Viacom posted better quarterly results than expected -- but domestic advertising growth still slowed.
Viacom's U.S. advertising was down 3.4% to $841 million in the first quarter, slightly better than analyst' projections. This compares to the previous period, which was down 5.4%.
Ancillary revenues grew 30% to $168 million in the quarter, primarily driven by growth in consumer product, recreation and live-event revenues. Viacom's growing advanced advertising (addressable, programmatic, etc.) was up 30%, estimated to be around $300 million, according to John Janedis, media analyst at Jefferies.

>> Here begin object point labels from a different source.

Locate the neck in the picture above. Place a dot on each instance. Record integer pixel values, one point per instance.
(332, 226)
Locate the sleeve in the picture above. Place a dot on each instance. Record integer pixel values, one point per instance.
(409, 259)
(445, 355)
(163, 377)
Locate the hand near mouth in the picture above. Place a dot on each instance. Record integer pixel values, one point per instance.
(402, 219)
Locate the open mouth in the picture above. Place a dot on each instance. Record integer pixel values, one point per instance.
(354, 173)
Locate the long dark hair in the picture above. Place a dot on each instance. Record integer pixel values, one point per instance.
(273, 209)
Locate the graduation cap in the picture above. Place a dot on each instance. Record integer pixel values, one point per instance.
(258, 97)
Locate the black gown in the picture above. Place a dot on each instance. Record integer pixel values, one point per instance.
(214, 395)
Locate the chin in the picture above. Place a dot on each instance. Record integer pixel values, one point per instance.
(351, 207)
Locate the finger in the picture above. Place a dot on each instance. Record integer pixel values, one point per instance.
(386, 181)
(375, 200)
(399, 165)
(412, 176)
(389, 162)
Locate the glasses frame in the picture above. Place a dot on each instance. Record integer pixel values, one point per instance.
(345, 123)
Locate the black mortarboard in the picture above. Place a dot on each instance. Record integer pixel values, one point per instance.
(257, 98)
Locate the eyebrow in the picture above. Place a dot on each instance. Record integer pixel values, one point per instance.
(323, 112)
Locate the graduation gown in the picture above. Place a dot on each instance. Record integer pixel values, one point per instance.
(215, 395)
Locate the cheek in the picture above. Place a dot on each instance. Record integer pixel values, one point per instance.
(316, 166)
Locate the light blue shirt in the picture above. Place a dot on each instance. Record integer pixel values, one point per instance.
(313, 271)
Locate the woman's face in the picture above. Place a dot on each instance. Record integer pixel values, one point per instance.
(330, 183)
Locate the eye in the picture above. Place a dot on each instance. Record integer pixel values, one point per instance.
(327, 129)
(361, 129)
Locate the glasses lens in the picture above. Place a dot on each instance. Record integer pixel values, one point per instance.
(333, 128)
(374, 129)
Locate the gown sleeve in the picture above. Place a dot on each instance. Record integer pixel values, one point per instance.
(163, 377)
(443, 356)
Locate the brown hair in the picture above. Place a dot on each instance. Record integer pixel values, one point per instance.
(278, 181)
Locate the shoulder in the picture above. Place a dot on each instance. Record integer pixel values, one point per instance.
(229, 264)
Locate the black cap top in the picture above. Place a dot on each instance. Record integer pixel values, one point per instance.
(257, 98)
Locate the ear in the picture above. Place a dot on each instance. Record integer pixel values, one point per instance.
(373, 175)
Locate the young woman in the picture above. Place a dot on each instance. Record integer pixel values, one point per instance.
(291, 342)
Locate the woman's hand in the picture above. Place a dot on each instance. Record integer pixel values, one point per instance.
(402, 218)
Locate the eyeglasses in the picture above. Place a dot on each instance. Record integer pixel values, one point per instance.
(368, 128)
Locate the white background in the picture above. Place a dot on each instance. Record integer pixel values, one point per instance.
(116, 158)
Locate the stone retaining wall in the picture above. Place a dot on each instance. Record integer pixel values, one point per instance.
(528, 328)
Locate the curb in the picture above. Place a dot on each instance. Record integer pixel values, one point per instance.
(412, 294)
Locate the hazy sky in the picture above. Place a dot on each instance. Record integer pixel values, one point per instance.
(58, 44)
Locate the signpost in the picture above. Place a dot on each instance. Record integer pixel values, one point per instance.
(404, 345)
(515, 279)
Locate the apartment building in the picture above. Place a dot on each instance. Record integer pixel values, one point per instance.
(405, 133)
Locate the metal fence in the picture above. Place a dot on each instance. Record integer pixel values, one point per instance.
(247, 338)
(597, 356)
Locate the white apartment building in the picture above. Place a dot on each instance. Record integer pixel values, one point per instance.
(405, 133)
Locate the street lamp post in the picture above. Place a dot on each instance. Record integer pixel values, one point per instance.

However, Viacom’s domestic affiliate revenue dropped 4%, as expected. For Viacom’s international TV business, its advertising business was up 11% to $264 million, and affiliate revenue added 22% to $222 million.
Total Viacom revenue was down 3% for the quarter to $3.15 billion; with net income from continuing operations 106% higher to $264 million. Viacom’s Paramount revenue was down 17.2% to $741 million.
Todd Juenger, senior media analyst at Bernstein Research said: “When Viacom announced their earlier-than-usual EPS [earnings per share] release date, it was widely expected it would post a very strong quarter, hoping to boost its bargaining power with CBS. Relative to that expectation, we find these results somewhat underwhelming.”
Mid-day Wednesday trading of Viacom stock was up 3.1% to $31.88.